I’m about all who’s left to carry on family oral tradition, and my searches on Ancestry.com have found nothing to corroborate this story. I once assumed that it was because racists in my family conveniently “forgot” about the Indian ancestor until it became more socially acceptable to claim her, but by then all details were lost in time. Maybe it was a myth all along.

I did have an uncle who was Native. He married into the family. Sadly, he died relatively young as an alcoholic.

Whether I have any “Indian blood” in me matters less than how I view and treat Native Americans. Since childhood I have been fascinated by various Indian cultures. The more I learn about the genocide campaign against Native tribes, the more I am appalled by the tragedy of racism.
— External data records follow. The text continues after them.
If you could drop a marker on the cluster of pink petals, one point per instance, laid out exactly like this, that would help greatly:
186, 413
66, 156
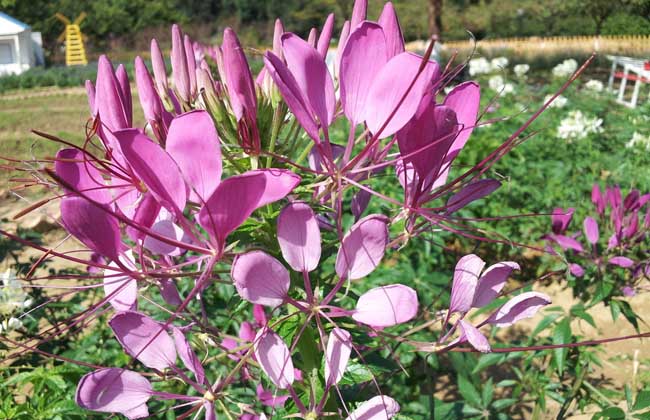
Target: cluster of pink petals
623, 217
154, 197
474, 287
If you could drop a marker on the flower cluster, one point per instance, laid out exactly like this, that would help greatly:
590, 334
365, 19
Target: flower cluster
611, 239
594, 85
214, 188
577, 125
497, 84
521, 70
481, 65
639, 141
559, 102
13, 299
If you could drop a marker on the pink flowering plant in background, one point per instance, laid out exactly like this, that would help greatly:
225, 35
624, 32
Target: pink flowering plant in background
242, 249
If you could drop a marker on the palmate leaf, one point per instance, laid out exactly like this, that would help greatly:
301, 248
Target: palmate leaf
469, 392
561, 335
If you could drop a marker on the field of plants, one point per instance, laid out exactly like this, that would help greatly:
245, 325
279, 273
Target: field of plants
384, 237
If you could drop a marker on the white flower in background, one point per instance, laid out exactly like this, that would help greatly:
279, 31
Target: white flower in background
559, 102
594, 85
12, 295
565, 68
521, 70
10, 324
499, 63
497, 84
479, 66
578, 126
639, 140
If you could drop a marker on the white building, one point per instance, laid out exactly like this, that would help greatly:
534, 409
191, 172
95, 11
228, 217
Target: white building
20, 49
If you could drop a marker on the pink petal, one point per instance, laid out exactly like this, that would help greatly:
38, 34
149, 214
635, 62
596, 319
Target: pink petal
392, 29
158, 64
187, 355
325, 36
145, 213
567, 242
113, 390
339, 347
108, 97
169, 292
180, 72
127, 297
299, 236
75, 168
389, 87
92, 225
239, 80
474, 336
363, 247
292, 94
278, 30
621, 262
260, 278
380, 407
155, 168
343, 39
598, 199
431, 124
576, 270
386, 306
236, 198
149, 98
359, 13
362, 59
274, 358
591, 230
191, 63
136, 333
90, 92
519, 307
311, 74
492, 282
168, 229
311, 39
464, 99
125, 88
470, 193
192, 141
463, 288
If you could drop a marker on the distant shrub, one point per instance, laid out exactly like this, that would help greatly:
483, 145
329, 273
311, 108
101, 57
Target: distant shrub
626, 24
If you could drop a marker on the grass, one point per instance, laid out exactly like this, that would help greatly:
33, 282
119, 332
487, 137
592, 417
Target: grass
62, 115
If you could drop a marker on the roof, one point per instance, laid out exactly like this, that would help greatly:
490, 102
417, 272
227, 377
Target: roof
10, 25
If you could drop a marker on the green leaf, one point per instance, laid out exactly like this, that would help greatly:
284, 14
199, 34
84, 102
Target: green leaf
642, 401
613, 413
582, 314
561, 335
629, 314
615, 309
544, 323
487, 360
356, 373
469, 392
487, 392
504, 403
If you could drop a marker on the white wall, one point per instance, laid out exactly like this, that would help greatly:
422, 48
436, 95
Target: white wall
21, 51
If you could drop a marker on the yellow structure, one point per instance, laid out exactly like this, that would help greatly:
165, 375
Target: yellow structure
75, 53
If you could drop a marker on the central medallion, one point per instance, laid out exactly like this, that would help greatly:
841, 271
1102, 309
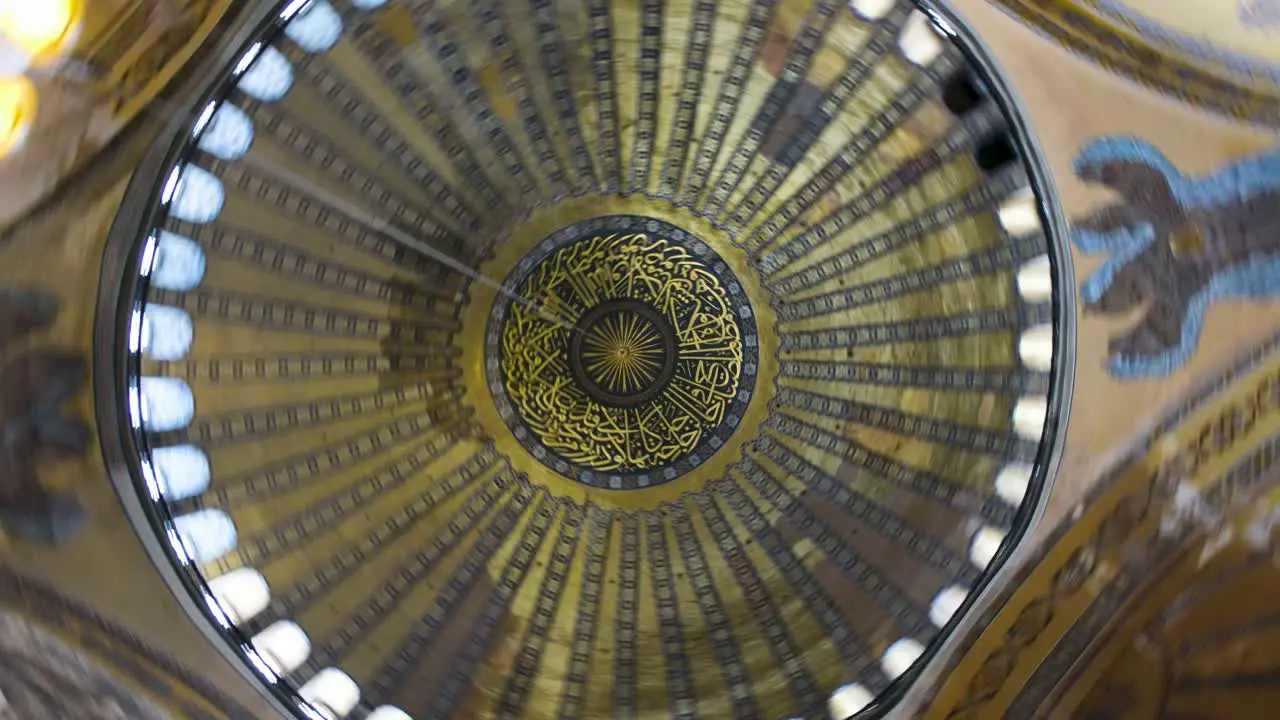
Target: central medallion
622, 352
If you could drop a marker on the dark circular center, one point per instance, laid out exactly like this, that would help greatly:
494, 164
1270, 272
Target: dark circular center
622, 352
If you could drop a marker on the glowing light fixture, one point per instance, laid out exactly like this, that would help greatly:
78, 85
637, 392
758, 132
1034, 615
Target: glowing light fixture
36, 31
17, 112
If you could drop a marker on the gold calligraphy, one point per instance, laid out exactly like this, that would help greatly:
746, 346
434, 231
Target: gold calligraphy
622, 352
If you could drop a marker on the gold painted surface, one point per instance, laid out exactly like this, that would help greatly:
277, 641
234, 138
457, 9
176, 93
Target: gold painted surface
622, 351
528, 235
1153, 602
128, 53
342, 379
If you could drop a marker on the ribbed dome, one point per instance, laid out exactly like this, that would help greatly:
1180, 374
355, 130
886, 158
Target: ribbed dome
595, 359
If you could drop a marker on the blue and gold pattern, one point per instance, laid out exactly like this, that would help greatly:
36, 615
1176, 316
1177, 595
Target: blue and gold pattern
375, 302
1174, 245
626, 417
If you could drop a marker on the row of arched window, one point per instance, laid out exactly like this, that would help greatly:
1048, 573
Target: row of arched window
160, 404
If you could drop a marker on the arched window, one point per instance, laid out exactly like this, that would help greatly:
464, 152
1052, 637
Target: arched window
332, 693
179, 263
1036, 279
848, 701
1029, 417
269, 77
165, 332
283, 646
946, 604
919, 41
984, 546
228, 135
1019, 214
208, 534
199, 196
182, 470
1036, 347
167, 404
873, 9
900, 656
1013, 481
241, 593
316, 27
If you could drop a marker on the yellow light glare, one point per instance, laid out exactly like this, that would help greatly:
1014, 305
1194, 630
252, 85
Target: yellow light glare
40, 27
17, 112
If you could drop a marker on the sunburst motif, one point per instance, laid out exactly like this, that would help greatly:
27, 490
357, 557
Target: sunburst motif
622, 352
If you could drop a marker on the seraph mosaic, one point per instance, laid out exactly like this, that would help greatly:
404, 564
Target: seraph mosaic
1174, 245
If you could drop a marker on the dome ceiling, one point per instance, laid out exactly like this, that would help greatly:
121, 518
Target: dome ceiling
597, 359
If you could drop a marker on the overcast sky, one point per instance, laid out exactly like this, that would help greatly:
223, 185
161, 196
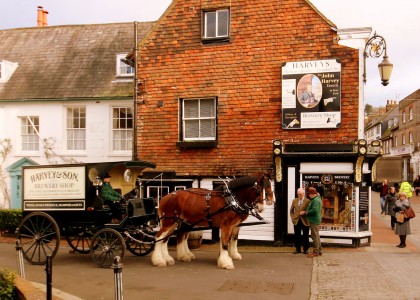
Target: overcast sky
397, 21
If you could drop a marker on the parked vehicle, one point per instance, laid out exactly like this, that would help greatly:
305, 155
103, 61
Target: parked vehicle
390, 168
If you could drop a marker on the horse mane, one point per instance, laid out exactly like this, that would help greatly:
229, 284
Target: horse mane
240, 182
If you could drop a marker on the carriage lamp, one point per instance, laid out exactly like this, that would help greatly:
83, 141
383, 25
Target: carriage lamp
97, 182
376, 146
375, 47
361, 146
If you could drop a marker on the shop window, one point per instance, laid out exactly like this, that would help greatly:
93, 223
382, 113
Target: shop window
215, 25
338, 205
76, 128
29, 133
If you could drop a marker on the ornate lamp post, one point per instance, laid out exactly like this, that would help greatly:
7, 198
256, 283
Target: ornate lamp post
375, 47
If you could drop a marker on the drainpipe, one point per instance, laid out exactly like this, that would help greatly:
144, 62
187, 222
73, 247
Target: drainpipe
135, 156
40, 19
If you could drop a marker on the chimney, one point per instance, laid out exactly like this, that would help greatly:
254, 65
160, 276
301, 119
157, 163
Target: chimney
40, 19
45, 18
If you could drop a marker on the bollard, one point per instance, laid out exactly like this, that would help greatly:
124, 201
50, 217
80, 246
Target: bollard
21, 265
48, 269
117, 266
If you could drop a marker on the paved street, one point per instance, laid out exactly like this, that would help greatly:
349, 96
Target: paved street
374, 272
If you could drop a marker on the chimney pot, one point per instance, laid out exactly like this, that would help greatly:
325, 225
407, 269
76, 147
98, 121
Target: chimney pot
45, 23
40, 19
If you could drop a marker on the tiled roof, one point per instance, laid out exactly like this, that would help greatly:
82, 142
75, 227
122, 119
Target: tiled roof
72, 61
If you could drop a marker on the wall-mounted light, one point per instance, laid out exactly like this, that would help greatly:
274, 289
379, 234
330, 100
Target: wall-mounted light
375, 47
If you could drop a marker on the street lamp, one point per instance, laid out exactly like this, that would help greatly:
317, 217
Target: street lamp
375, 47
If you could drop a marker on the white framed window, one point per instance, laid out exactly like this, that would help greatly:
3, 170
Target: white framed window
122, 128
157, 192
199, 119
123, 69
216, 24
76, 127
29, 130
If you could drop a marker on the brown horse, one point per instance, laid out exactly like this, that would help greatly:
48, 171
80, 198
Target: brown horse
225, 208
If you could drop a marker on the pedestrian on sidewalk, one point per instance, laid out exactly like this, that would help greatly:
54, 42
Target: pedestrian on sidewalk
382, 195
402, 229
300, 224
406, 188
313, 215
390, 199
416, 185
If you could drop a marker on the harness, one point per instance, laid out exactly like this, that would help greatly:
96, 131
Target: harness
230, 203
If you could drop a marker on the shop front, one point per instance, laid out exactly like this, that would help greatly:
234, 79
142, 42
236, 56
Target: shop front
342, 176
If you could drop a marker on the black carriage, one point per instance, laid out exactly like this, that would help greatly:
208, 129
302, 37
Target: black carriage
64, 201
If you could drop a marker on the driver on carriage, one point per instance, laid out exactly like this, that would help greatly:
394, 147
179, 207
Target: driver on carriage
112, 199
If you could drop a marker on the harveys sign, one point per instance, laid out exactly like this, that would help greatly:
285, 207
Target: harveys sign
328, 178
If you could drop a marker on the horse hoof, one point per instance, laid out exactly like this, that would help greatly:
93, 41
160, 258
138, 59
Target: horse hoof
237, 257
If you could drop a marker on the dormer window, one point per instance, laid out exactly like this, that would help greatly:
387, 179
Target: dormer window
215, 25
123, 69
7, 69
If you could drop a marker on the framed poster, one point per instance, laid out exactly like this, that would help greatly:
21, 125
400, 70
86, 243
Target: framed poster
311, 94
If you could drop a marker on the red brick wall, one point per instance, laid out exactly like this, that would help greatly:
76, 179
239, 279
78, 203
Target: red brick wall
245, 75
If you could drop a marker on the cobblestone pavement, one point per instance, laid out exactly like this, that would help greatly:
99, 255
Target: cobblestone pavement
381, 271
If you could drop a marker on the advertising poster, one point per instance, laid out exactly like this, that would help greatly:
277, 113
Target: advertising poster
364, 208
311, 94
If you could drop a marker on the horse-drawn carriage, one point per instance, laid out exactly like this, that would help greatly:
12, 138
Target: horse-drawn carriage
65, 200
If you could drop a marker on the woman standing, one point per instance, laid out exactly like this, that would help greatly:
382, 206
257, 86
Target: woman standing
402, 229
390, 199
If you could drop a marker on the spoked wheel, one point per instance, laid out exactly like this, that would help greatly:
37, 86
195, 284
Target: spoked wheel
106, 244
141, 243
40, 236
79, 237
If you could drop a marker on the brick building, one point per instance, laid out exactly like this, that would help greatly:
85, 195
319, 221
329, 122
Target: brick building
221, 85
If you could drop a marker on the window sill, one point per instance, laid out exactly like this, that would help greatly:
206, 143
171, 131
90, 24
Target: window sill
197, 144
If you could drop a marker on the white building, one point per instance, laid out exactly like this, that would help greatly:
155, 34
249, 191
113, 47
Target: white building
65, 97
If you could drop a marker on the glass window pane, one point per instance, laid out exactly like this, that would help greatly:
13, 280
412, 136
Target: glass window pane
207, 108
191, 109
210, 24
192, 129
222, 22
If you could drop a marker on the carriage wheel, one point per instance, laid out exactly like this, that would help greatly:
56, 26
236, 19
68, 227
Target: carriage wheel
106, 244
40, 236
144, 247
79, 238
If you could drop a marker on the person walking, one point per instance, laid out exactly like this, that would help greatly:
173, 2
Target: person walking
402, 229
390, 199
382, 195
313, 215
416, 185
406, 188
300, 224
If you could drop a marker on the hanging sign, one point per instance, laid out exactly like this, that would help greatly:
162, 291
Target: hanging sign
311, 94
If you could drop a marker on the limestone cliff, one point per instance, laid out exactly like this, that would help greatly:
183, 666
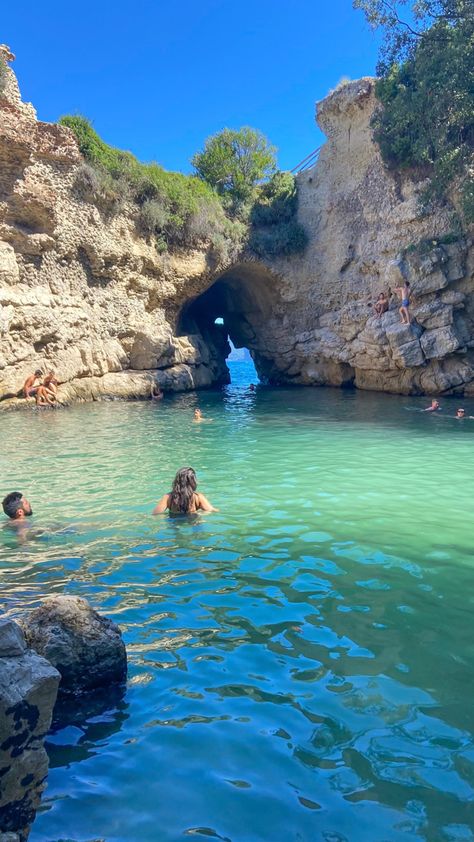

If you’re interested in learning more, I suggest reading The Rediscovery of America by Ned Blackhawk. Actually, I wasn’t capable of reading all of it. I had to skim parts. It’s well written, but many parts will simply break your heart.

* * * * *

Back to school time nears already. Where did the summer go? Weren’t summers longer back in the “good old days”? Granted, summer child care can be a chore for busy parents. Maybe advancing age fools me on the passage of time, but I wonder if today’s kids suspect they’re being cheated of days in the sun.

Linda and I just bought school supplies for a Spring Hill 9th grader. We deliberately did not keep track of how much it cost. I can’t imagine the expense of having two kids in high school right now, let alone one. Tell me: Why does any high schooler need five two-inch three-ring binders?